So it’s official. The Palestinians are going to the U.N. Security Council next week to seek full membership of the United Nations for a Palestinian state.

They know they will face a U.S. veto and will have to take their case to the U.N. General Assembly, which cannot grant statehood. The 192-nation General Assembly would have to consider upgrading the Palestinians’ representation from an “entity” to a “non-member state” — a measure certain to be approved.

There are two disasters looming here. The first is for U.S. foreign policy, which supports a two-state solution for Israel and Palestine. So a veto would be an illogical negation of that policy — unfortunately, something that happened once before in the U.N. Security Council last February. But the second is for the Palestinian people. How will their lot be improved? The fact is that it won’t, without negotiations with Israel.

Palestinian Authority President Mahmoud Abbas argues that recognition would mean that Palestine “would be negotiating from the position of one United Nations member whose territory is militarily occupied by another, and not as a vanquished people."

Yet this decision by the Palestine Authority is heavy with international implications. It will provoke a new crisis in the Middle East, and probably a harsh backlash from Prime Minister Benjamin Netanyahu, who is already feeling the chill of isolation from Israel’s neighbors.
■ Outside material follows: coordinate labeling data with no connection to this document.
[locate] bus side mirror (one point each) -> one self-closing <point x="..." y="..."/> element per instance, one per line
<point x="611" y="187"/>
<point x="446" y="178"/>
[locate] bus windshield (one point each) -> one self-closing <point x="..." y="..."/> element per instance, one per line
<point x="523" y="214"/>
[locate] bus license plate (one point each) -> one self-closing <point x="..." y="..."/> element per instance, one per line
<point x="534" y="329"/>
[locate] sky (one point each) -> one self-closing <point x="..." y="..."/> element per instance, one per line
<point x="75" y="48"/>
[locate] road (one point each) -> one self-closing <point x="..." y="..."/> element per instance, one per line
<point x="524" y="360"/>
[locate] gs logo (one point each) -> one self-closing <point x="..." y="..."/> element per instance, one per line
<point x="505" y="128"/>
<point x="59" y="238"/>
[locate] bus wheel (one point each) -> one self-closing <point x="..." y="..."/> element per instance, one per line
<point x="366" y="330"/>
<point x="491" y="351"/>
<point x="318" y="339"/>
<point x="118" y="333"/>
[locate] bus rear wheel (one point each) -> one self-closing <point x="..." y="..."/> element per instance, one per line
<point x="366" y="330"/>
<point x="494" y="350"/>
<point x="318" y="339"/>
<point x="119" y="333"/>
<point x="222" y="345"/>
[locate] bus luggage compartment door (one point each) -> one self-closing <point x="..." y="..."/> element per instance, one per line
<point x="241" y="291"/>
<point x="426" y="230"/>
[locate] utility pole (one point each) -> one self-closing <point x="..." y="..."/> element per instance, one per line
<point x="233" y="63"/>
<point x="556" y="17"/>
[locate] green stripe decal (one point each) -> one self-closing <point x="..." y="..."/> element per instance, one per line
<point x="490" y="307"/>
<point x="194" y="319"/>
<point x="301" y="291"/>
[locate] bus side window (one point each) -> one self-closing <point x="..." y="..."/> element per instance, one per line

It would throw up legal issues regarding the status of Hamas-ruled Gaza and the Palestinians’ right of return.

There is still time to avoid a debacle next Friday, when world leaders will be at the U.N. There is nothing like a deadline to focus minds, and U.S. and Quartet diplomats have been holding urgent talks in the region on a way out. The Palestinians say that they are prepared to envisage a “credible” alternative to the U.N. Security Council move. But it is hard to see whether a deal — whose outlines have been known for years — can be snatched under such pressure before the end of next week.

The key thing now is to avoid that U.S. veto. Prince Turki el-Faisal of Saudi Arabia, the former ambassador to the U.S., writing in The New York Times this week, said that a veto would have “profound negative consequences.”

“In addition to causing substantial damage to American-Saudi relations and provoking uproar among Muslims worldwide, the United States would further undermine its relations with the Muslim world, empower Iran and threaten regional stability. Let us hope that the United States chooses the path of justice and peace.”